My name is BaseballChica03 (well, not really), and I went to an all-girls’ high school. It was not a boarding school, but a Catholic school in my area. I come from an area that has literally dozens of Catholic high schools, most of which are single-gender. It’s not so strange to encounter someone like me around these parts. This weekend, though, I was at my high school friend Kay’s bachelorette party, and one of the other women in the group grilled us about what it was like going to school without any boys. She thought it was fascinating.

High school was miserable for me, but the lack of boys hanging around was the least of my problems. I was working class, doing work study in the office after school and wearing skirts from the Goodwill while the rest of the girls pranced off to the Charity Ball in their fancy mall clothes. I never wanted for much growing up, my parents made sure of that, but I was pretty out of my league in the upscale private school environment. I was also fat and unfashionable ““ even if we’d had a lot of money, I wouldn’t have dressed much better. (That hasn’t changed much. My jeans and sneakers may cost more now, but they’re still just jeans and sneakers.) I was also an outspoken little advocate for liberal causes, in a sea of Republican spawn who believe everything their daddies tell them and don’t care much for politics. Suffice to say that high school would have been miserable no matter what.

But reflecting on it this weekend, I can’t imagine ever having gone to high school with boys. Kay and I came to the same conclusion that we both felt freer to speak up in class. We didn’t encounter the same bias in math and science classes that we had in junior high.
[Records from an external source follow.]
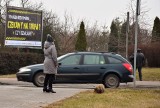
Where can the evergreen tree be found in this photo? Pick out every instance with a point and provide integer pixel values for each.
(81, 42)
(156, 30)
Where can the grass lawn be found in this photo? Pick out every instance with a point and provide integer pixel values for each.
(117, 98)
(112, 98)
(150, 74)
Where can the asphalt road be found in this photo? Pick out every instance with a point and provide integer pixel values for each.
(14, 94)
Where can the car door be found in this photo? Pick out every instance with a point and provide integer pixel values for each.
(70, 69)
(94, 66)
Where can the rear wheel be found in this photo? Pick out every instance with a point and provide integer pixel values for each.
(111, 81)
(38, 79)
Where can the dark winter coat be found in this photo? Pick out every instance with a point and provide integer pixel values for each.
(50, 61)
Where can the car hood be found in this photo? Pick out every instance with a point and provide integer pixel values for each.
(34, 66)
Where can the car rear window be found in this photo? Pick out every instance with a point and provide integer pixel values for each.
(113, 60)
(94, 59)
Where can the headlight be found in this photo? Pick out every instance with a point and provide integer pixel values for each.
(24, 70)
We were taught that we can do anything, and our school was particularly good about encouraging girls to strive toward success in business, science, and math, not just fields that people tend to think about as being feminine.

While I may not have enjoyed high school socially, I had a quality education, which is what really matters. Part of all of this, of course, is a function of being privileged enough to attend a private school in the first place. I know there are a lot of people out there who aren’t able to do so, even with work study. But I don’t think I would have had the same experience had it been a mixed-gender school. We had fully outfitted science labs and computer labs and everything else you can think of, but what was more important was the access. I distinctly remember the difference between frog dissection in the seventh grade, where my male lab partner took the reins and nobody paid much attention to my participation, and high school biology, where I was the one in control of the cutting and poking about.
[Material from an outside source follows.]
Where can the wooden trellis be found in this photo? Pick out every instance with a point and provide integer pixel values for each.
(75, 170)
Studies about single-gender education are mixed. It used to be well-regarded that women are more successful, but googling to be able to link you to it, I discovered that it’s not the case anymore. Part of it, I think, is that Catholic and other private schools are the ones that tend to be gender-segregated, and students whose families can afford to send them there already have loads of other advantages. But at least for me and probably Kay, I think I can safely say that we probably wouldn’t have done what we do in life without having the pressure of boys taken off, and without the guidance of some great female role models who nurtured our interests in social science (me) and math (Kay), and told us we could do anything.
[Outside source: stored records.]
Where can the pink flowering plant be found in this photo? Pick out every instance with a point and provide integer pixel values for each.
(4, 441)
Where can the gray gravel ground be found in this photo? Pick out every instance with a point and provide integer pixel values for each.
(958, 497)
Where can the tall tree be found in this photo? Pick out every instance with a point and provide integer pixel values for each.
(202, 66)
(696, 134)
One reply on “Reflections on My All-Girls’ Education”

If I could do it over again, I’d go to an all-girls’ school instead of the co-ed neighborhood catholic school I went to where boys routinely harassed girls without being reprimanded. I couldn’t afford to. The single-sex schools in my part of the city were noticeably more expensive, so unless I could have gotten a scholarship (and they did give a few out for high school students who couldn’t pay, but I wasn’t that great of a student), it wasn’t an option.